To determine how inhibition influences the refractory period for preBötC population bursting, we delivered light pulses randomly during the respiratory cycle while recording contralateral preBötC population activity under baseline conditions and after blocking glycinergic and then GABAergic, synaptic transmission (Fig. 3b). The probability of light-evoking a population burst was plotted against elapsed time following an endogenous preBötC burst (Fig. 3c). Under baseline conditions, a burst was evoked ~50% of the time 1.08 s and ~100% of the time 2.75 s following an endogenous burst. When glycinergic inhibition was blocked, a burst was evoked ~50% of the time at 2.25 s and ~100% of the time at 3.75 s. After blocking glycinergic and GABAergic inhibition, there was a ~50% chance of evoking a burst 3.80 s and a ~100% chance 5.75 s following an endogenous preBötC burst. The change in cycle duration (phase shift) relative to the time of light onset was also assessed (Fig. 3d, Supplementary Fig. 1b), revealing similar results. Thus both glycinergic and GABAergic inhibition reduce the refractory period for preBötC bursting. Further, we found that longer refractory periods were associated with slower preBötC rhythms since preBötC burst frequency was reduced during blockade of inhibition (Fig. 3e).
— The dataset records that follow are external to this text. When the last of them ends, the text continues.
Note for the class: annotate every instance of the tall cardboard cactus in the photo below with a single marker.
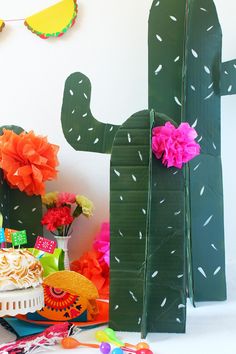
(20, 211)
(186, 81)
(181, 229)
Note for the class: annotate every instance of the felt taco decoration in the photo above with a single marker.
(68, 296)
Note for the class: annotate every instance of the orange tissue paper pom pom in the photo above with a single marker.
(28, 161)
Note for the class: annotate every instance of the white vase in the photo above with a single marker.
(62, 242)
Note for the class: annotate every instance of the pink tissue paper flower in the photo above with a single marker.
(102, 243)
(175, 146)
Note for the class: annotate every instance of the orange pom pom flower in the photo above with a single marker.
(28, 161)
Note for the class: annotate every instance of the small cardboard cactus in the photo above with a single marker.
(20, 211)
(167, 235)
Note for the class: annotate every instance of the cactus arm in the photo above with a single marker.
(82, 131)
(20, 211)
(228, 78)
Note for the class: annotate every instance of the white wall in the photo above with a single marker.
(109, 44)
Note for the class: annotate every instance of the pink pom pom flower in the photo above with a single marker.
(175, 146)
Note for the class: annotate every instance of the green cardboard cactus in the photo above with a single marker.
(20, 211)
(183, 228)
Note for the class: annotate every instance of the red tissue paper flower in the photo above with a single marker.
(56, 217)
(28, 161)
(175, 146)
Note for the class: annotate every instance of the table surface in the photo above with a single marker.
(211, 328)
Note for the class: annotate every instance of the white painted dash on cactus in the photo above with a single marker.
(209, 28)
(117, 173)
(158, 69)
(140, 155)
(163, 302)
(209, 96)
(208, 221)
(202, 191)
(133, 296)
(217, 270)
(177, 212)
(195, 123)
(207, 70)
(177, 101)
(194, 53)
(214, 247)
(202, 272)
(154, 274)
(197, 166)
(159, 37)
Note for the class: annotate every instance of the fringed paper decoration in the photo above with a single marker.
(53, 21)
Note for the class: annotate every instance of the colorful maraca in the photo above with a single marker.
(71, 343)
(102, 336)
(105, 348)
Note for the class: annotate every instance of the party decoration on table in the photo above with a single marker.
(50, 337)
(21, 211)
(27, 160)
(19, 238)
(71, 343)
(94, 264)
(175, 146)
(105, 348)
(2, 235)
(51, 262)
(161, 216)
(45, 245)
(68, 296)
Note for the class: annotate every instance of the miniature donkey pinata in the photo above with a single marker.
(167, 232)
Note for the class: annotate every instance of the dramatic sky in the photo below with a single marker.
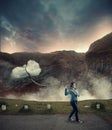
(51, 25)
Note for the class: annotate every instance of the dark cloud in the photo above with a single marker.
(36, 20)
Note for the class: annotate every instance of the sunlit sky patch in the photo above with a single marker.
(51, 25)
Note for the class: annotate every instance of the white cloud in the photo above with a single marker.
(32, 67)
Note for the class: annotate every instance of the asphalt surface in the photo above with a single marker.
(51, 122)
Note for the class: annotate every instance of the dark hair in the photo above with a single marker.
(71, 85)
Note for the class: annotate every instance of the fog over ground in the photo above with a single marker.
(101, 89)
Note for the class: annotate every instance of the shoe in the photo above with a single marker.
(79, 121)
(71, 119)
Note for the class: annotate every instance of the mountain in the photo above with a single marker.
(99, 56)
(58, 68)
(62, 66)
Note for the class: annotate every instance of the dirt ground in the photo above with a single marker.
(52, 122)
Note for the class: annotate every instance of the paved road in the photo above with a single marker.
(51, 122)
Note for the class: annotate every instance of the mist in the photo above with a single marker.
(98, 88)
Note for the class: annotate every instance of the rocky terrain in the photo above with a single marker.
(63, 66)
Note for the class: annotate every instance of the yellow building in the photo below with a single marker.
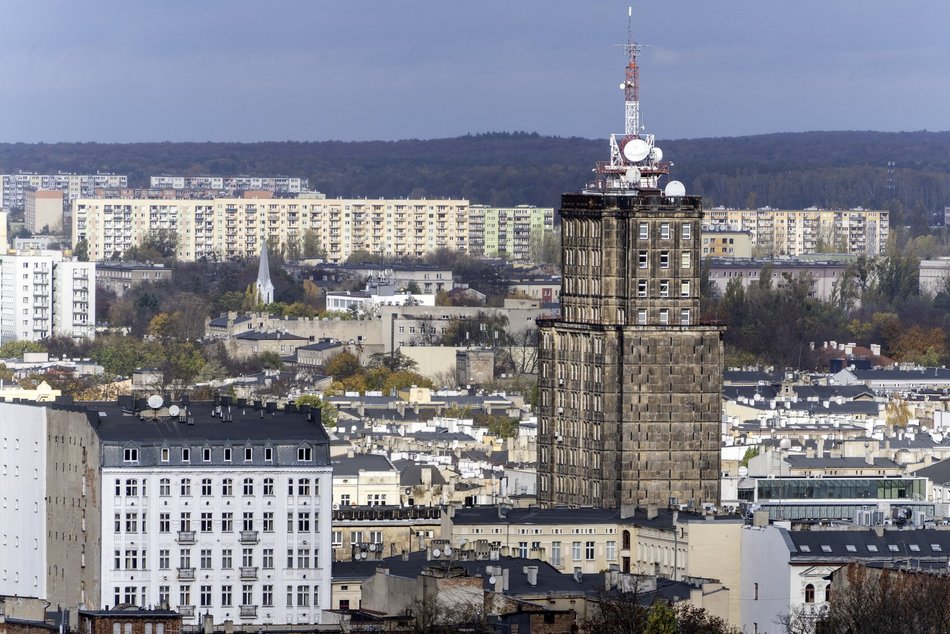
(232, 228)
(777, 232)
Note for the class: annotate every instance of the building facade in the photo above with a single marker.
(13, 187)
(509, 232)
(234, 228)
(776, 232)
(629, 381)
(44, 295)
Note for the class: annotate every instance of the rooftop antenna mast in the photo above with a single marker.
(631, 84)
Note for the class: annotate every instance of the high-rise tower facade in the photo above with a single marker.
(630, 382)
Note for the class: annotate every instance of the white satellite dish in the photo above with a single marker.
(675, 188)
(636, 150)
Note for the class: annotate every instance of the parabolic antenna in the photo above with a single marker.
(636, 150)
(675, 188)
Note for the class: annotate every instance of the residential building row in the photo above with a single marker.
(777, 232)
(13, 187)
(234, 228)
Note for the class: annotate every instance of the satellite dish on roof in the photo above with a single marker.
(675, 188)
(636, 150)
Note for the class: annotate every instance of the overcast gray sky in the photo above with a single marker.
(241, 70)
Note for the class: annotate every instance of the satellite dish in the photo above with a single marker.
(675, 188)
(636, 150)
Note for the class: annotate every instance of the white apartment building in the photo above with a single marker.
(224, 183)
(207, 508)
(234, 228)
(44, 294)
(13, 187)
(778, 232)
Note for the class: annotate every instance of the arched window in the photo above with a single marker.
(809, 593)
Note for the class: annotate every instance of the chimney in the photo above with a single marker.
(532, 574)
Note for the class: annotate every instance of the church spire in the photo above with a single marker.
(265, 288)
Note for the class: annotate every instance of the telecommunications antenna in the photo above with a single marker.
(674, 188)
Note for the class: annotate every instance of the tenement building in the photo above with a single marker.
(630, 381)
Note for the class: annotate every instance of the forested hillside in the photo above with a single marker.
(793, 170)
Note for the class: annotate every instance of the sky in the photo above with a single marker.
(314, 70)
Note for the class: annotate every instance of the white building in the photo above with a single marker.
(44, 294)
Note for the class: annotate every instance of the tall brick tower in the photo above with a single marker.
(630, 382)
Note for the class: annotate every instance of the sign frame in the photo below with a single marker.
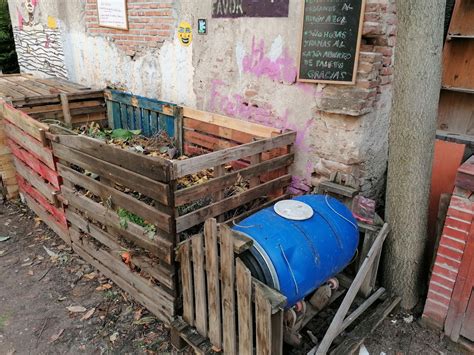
(125, 27)
(356, 57)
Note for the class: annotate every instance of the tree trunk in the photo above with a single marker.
(417, 82)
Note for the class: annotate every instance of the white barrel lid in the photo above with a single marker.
(293, 209)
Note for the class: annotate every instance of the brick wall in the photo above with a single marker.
(150, 23)
(450, 252)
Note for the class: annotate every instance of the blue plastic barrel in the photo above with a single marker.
(296, 257)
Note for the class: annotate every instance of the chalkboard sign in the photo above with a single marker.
(330, 41)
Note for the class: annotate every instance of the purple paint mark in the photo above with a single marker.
(282, 69)
(20, 19)
(236, 106)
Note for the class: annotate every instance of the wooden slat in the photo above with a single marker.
(206, 141)
(47, 218)
(154, 189)
(263, 322)
(219, 131)
(160, 247)
(244, 306)
(31, 161)
(152, 167)
(33, 146)
(164, 311)
(200, 215)
(155, 293)
(228, 295)
(213, 287)
(24, 122)
(139, 101)
(187, 283)
(233, 123)
(199, 285)
(35, 180)
(162, 274)
(195, 164)
(57, 213)
(131, 204)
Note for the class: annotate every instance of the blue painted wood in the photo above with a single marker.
(137, 112)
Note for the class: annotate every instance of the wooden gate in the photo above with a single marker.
(224, 307)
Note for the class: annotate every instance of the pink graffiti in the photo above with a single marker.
(236, 106)
(20, 19)
(282, 69)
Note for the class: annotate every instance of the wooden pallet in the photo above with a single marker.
(30, 101)
(116, 172)
(224, 307)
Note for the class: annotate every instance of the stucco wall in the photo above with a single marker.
(246, 67)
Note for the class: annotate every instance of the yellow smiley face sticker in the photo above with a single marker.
(185, 33)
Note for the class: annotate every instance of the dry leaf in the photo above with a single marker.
(104, 287)
(56, 336)
(114, 337)
(90, 276)
(76, 309)
(137, 314)
(88, 315)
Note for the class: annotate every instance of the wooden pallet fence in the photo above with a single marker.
(224, 307)
(7, 168)
(36, 173)
(103, 183)
(151, 116)
(31, 102)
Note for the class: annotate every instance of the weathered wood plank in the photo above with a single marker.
(160, 247)
(36, 181)
(199, 285)
(263, 322)
(154, 168)
(131, 204)
(220, 183)
(213, 286)
(195, 164)
(338, 319)
(47, 218)
(187, 283)
(219, 131)
(200, 215)
(244, 306)
(161, 273)
(228, 294)
(33, 146)
(46, 173)
(24, 122)
(154, 189)
(53, 211)
(163, 312)
(229, 122)
(355, 338)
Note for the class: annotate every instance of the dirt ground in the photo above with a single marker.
(51, 302)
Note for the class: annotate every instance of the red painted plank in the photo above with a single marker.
(55, 212)
(32, 145)
(26, 157)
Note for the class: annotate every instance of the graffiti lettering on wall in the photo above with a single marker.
(250, 8)
(39, 47)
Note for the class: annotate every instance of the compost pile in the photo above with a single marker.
(159, 145)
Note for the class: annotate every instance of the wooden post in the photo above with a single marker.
(338, 320)
(66, 111)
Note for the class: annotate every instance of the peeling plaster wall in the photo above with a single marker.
(246, 68)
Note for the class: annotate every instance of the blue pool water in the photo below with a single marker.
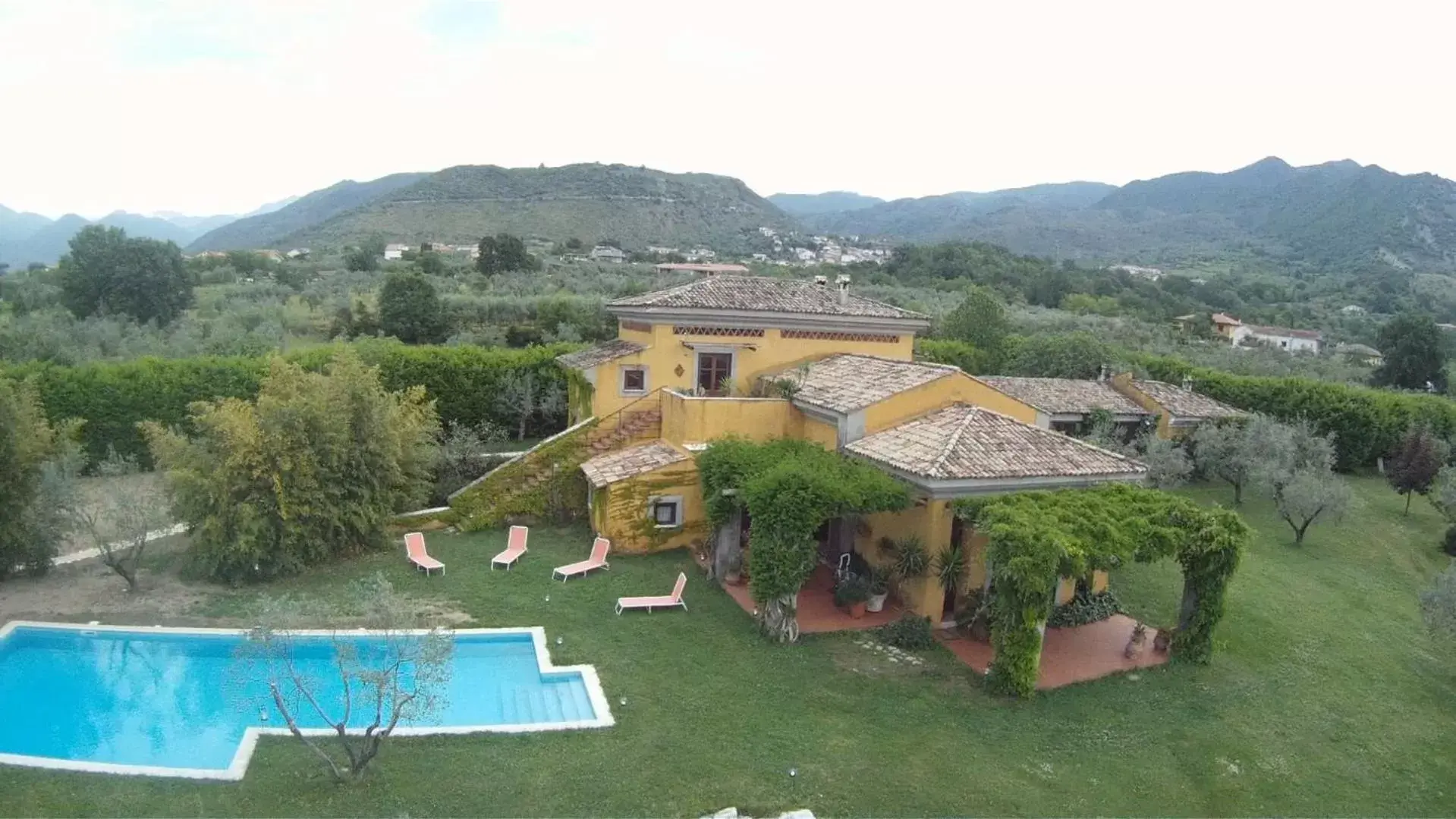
(185, 700)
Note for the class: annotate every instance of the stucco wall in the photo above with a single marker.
(622, 511)
(771, 354)
(689, 419)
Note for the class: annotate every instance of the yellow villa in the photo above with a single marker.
(695, 362)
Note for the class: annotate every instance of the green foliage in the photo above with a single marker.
(1085, 607)
(1366, 422)
(790, 488)
(1036, 537)
(410, 310)
(34, 460)
(108, 272)
(958, 354)
(912, 633)
(979, 320)
(309, 472)
(502, 253)
(1414, 354)
(1061, 356)
(465, 383)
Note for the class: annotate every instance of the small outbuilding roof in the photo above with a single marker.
(612, 467)
(1064, 396)
(969, 443)
(1184, 403)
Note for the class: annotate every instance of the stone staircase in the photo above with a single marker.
(546, 479)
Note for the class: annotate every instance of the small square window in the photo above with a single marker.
(667, 513)
(634, 380)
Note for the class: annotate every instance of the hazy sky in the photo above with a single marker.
(203, 108)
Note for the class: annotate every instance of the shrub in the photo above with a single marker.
(910, 632)
(1083, 608)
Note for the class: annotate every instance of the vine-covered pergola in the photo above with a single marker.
(790, 489)
(1037, 537)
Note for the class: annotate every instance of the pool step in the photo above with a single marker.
(526, 704)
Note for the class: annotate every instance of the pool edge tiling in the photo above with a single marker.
(250, 741)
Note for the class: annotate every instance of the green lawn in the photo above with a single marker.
(1325, 697)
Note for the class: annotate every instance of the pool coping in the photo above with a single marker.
(250, 742)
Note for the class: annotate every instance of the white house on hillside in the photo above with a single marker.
(1280, 338)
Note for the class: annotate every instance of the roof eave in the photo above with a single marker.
(753, 319)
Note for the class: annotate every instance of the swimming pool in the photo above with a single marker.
(181, 703)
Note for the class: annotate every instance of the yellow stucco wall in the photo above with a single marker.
(932, 522)
(928, 397)
(689, 419)
(621, 513)
(771, 354)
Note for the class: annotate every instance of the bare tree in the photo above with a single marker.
(130, 513)
(363, 686)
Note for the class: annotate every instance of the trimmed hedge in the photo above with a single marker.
(1367, 422)
(114, 396)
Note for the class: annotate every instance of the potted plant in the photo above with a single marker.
(879, 589)
(851, 594)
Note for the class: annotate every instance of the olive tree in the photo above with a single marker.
(310, 470)
(344, 701)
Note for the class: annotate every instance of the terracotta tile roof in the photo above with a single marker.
(1186, 403)
(846, 383)
(612, 467)
(1285, 332)
(599, 354)
(964, 443)
(1064, 394)
(763, 294)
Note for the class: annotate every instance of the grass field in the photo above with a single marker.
(1325, 697)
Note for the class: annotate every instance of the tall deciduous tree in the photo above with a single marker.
(36, 466)
(1414, 356)
(310, 470)
(503, 253)
(410, 310)
(979, 319)
(109, 272)
(1416, 463)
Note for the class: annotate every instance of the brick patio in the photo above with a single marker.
(817, 610)
(1069, 655)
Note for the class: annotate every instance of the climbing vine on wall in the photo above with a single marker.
(545, 482)
(790, 489)
(1036, 537)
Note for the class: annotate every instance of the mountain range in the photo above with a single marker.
(1334, 214)
(596, 202)
(31, 237)
(1331, 214)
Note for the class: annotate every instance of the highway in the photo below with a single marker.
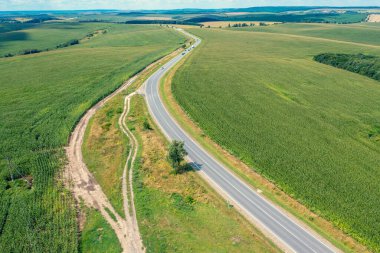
(285, 230)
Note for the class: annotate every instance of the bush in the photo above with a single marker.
(366, 65)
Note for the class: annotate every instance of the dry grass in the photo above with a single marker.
(104, 150)
(224, 24)
(213, 225)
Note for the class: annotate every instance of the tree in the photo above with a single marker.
(176, 154)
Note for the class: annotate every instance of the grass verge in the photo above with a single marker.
(181, 213)
(269, 189)
(97, 234)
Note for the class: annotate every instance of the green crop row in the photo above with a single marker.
(42, 97)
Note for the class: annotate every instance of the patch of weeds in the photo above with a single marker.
(181, 203)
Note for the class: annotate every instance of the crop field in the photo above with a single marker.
(180, 212)
(43, 96)
(15, 38)
(306, 126)
(360, 33)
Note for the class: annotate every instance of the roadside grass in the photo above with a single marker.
(97, 235)
(305, 127)
(104, 151)
(43, 96)
(268, 188)
(181, 213)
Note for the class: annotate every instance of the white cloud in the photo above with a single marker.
(165, 4)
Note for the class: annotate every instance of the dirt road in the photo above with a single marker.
(86, 189)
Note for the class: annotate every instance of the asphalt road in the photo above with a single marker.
(286, 231)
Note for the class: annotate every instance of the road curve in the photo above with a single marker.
(286, 231)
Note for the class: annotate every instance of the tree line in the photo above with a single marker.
(366, 65)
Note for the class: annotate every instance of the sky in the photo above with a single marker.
(9, 5)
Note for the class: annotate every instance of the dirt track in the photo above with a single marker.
(86, 189)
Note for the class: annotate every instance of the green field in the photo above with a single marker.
(97, 235)
(180, 212)
(304, 125)
(360, 33)
(15, 38)
(43, 96)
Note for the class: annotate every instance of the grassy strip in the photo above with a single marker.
(320, 225)
(104, 148)
(181, 213)
(97, 234)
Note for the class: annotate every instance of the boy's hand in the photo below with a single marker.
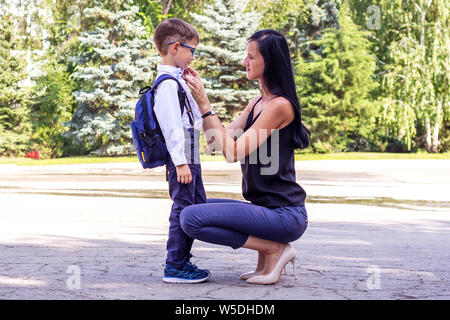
(184, 174)
(195, 84)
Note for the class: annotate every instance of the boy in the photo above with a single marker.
(176, 41)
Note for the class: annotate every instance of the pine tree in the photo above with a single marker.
(334, 89)
(117, 61)
(15, 127)
(225, 29)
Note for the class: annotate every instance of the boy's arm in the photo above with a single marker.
(168, 113)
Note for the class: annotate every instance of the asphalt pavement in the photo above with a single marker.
(378, 229)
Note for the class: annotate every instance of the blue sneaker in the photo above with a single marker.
(189, 274)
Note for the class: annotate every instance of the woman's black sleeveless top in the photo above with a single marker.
(277, 189)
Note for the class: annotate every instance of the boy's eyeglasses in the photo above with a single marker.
(184, 45)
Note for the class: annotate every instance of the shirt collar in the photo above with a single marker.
(174, 71)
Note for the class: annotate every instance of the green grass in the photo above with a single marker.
(298, 157)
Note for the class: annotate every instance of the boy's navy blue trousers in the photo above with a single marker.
(179, 244)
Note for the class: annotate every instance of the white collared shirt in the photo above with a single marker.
(168, 113)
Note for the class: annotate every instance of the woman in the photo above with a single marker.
(276, 214)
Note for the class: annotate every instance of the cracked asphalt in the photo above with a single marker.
(378, 229)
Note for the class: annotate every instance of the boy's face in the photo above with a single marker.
(183, 53)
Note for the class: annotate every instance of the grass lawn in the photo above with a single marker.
(298, 157)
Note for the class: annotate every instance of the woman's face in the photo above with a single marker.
(254, 61)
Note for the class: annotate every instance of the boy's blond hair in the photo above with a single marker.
(173, 30)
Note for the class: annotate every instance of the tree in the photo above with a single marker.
(52, 104)
(417, 76)
(225, 28)
(15, 127)
(334, 88)
(117, 61)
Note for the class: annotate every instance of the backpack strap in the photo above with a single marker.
(182, 97)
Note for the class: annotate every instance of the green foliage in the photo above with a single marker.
(225, 28)
(118, 59)
(415, 85)
(15, 127)
(334, 89)
(52, 106)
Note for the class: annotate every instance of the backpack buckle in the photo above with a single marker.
(142, 135)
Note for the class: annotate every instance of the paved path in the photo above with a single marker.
(379, 229)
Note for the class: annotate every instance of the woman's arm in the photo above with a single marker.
(241, 120)
(275, 115)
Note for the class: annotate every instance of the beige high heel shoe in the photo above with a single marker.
(255, 273)
(287, 256)
(248, 275)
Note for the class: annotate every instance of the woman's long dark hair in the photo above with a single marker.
(278, 76)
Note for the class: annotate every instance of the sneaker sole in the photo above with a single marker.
(179, 280)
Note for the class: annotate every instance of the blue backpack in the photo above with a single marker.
(148, 140)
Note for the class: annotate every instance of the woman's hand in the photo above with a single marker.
(195, 84)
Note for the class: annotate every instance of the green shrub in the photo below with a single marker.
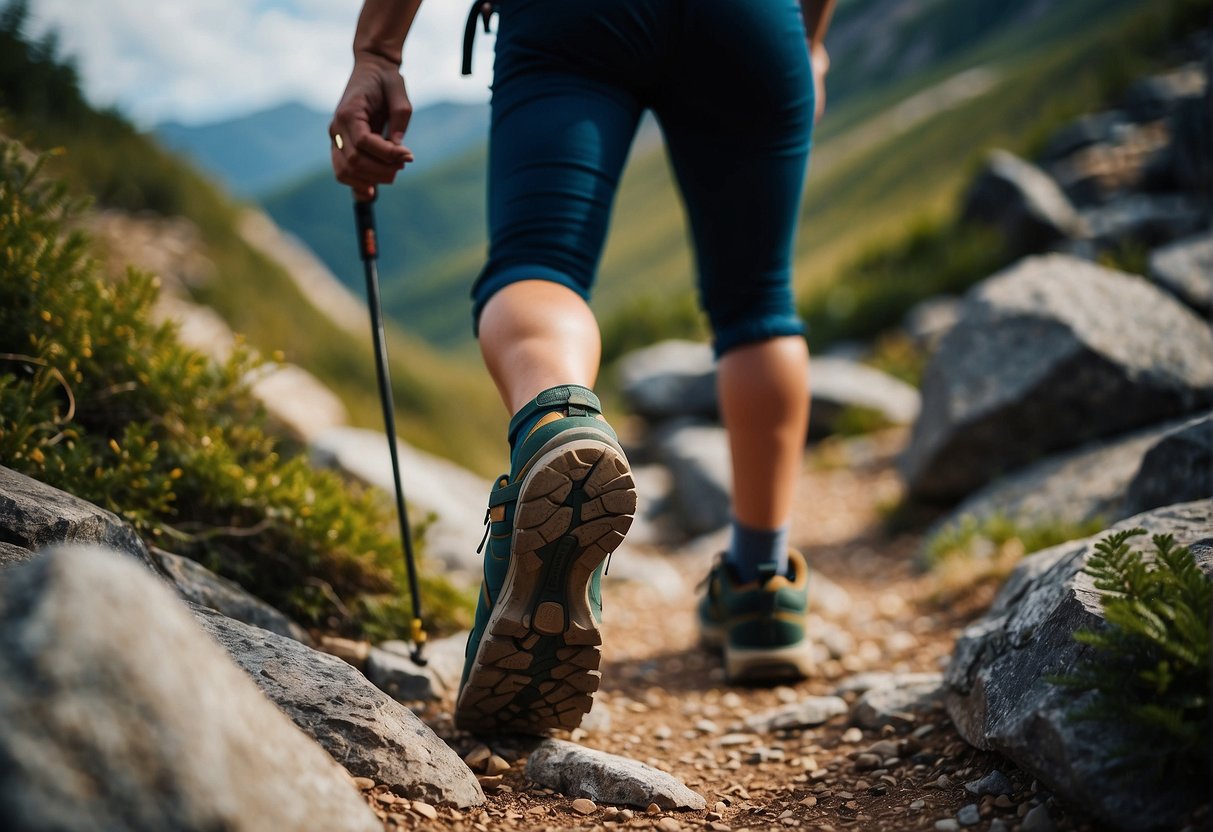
(1150, 665)
(101, 402)
(972, 537)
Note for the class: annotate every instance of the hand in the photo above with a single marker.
(374, 98)
(820, 61)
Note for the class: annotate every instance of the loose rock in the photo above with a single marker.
(104, 723)
(604, 778)
(365, 730)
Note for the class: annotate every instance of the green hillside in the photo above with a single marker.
(985, 78)
(104, 158)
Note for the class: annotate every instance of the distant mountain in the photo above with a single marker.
(256, 154)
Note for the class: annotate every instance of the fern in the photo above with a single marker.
(1149, 666)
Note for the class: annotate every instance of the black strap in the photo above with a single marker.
(484, 10)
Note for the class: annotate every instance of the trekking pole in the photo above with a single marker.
(364, 217)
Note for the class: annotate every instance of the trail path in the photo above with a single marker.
(664, 701)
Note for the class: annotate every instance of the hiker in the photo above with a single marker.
(735, 86)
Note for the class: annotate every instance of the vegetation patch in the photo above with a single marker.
(101, 402)
(1149, 666)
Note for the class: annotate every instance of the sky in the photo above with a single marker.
(199, 61)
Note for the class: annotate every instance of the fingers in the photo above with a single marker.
(360, 155)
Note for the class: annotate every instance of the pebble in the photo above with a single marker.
(585, 807)
(968, 815)
(995, 782)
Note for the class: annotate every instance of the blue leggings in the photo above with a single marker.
(730, 85)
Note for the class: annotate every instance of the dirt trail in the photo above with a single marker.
(664, 701)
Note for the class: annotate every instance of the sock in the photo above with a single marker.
(752, 548)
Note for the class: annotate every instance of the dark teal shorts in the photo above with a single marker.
(730, 85)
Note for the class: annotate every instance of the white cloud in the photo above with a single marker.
(203, 60)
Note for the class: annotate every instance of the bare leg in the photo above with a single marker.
(764, 402)
(535, 335)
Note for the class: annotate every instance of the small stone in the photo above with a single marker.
(968, 815)
(1037, 820)
(496, 765)
(995, 782)
(867, 762)
(478, 757)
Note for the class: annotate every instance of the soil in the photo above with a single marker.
(664, 700)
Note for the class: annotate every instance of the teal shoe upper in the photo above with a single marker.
(763, 614)
(569, 412)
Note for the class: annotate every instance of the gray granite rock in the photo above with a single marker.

Note, that in all conditions (baseline, strychnine, and strychnine+gabazine), the end of the refractory period corresponded with an increased probability of an endogenous burst occurring.

Similar mechanisms also apply to sighs, large amplitude biphasic bursts generated by reconfiguration of the preBötC network37,38 that are followed by a “post-sigh apnea”39. We found that Dbx1 neuron drive potential, AHP, and the refractory period were increased during sigh bursts and relative to normal “eupneic” bursts (Supplementary Fig. 3). Thus we posit that the post sigh apnea results, at least in part, from an exaggerated refractory period due to increased preBötC activity during sighs.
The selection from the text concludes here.